Methods Patient-derived time-activity curves (TAC) for Rb-82 PET myocardial perfusion imaging were used in conjunction with a digital NCAT phantom and the analytical simulator ASIM to produce realistic projection data with noise for a 35 cm phantom. Instantaneous shifts of ±1 cm at 90, 120, 150, 180 and 240 s in the patient body location were simulated. Motion detection, CT alignment, and subsequent shift-correction was performed by minimization of the Helgason-Ludwig Consistency Conditions for the parallel-beam 2D Radon transform. Dynamic images were reconstructed using the OSEM-One Step Late iterative algorithm as implemented in the Software for Tomographic Image Reconstruction (STIR). Blood flow quantification was calculated with FlowQuant (UOHI) using the 1-tissue-compartment model of Lortie (2007), with both regional (Flow) and global (FlowRC) partial volume correction (PVC). A baseline without motion was used to calculate relative MBF error.

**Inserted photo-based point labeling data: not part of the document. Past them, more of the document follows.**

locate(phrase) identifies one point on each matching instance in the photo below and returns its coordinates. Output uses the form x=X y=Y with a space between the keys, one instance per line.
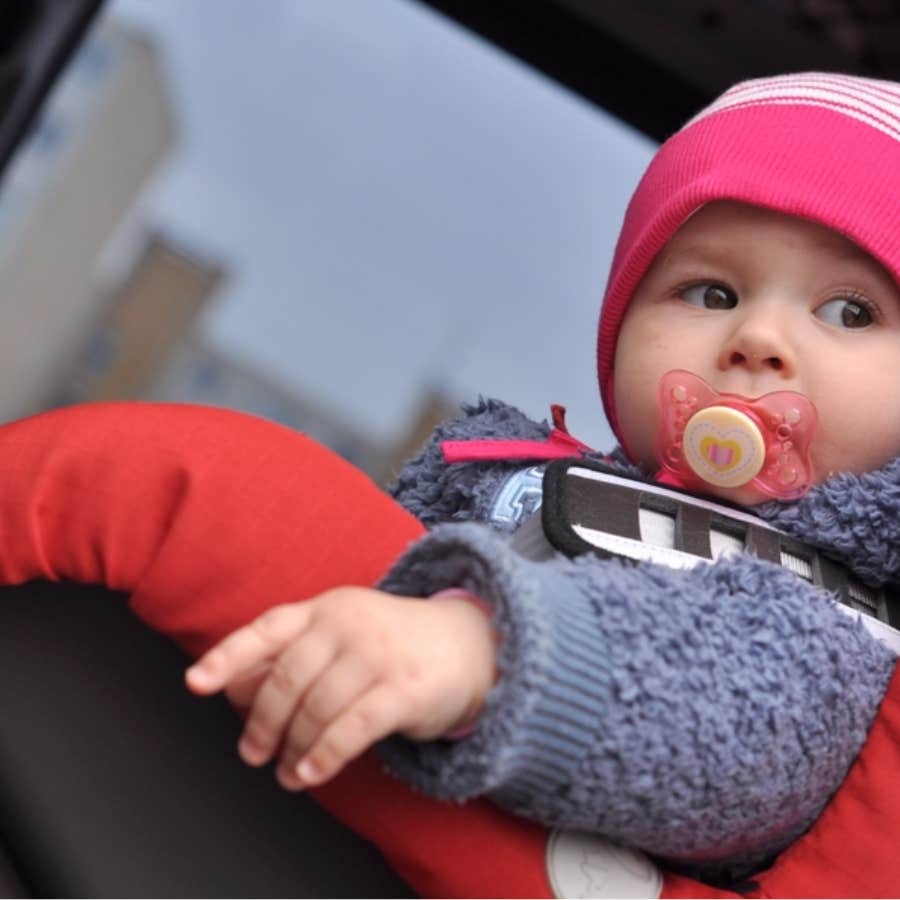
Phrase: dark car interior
x=141 y=795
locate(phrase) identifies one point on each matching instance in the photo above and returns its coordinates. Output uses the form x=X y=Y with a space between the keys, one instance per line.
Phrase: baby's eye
x=709 y=296
x=845 y=313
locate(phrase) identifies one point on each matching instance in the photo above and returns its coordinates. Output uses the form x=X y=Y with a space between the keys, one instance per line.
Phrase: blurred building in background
x=75 y=334
x=102 y=134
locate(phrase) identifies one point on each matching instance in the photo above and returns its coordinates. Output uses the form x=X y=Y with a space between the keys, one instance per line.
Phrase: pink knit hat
x=820 y=146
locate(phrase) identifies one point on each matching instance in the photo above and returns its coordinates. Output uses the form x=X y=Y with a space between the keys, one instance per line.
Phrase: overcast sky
x=399 y=203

Results The digital phantoms were successfully motion-corrected to 0.2 voxels (0.6 mm) of the ideal position on average. Largest deviations in correction were on the order of 0.8 voxels (0.25 cm). Automated correction of simulated NCAT phantom motion resulted in a drop of the median relative MBF error from 10.1% to 1.8%.
Conclusions Projection-based motion correction dramatically reduced the body motion-induced error in MBF measurements for Rb-82 PET simulations. The proposed, automated motion correction method appears promising for correcting patient motion prior to reconstruction, warranting further investigation.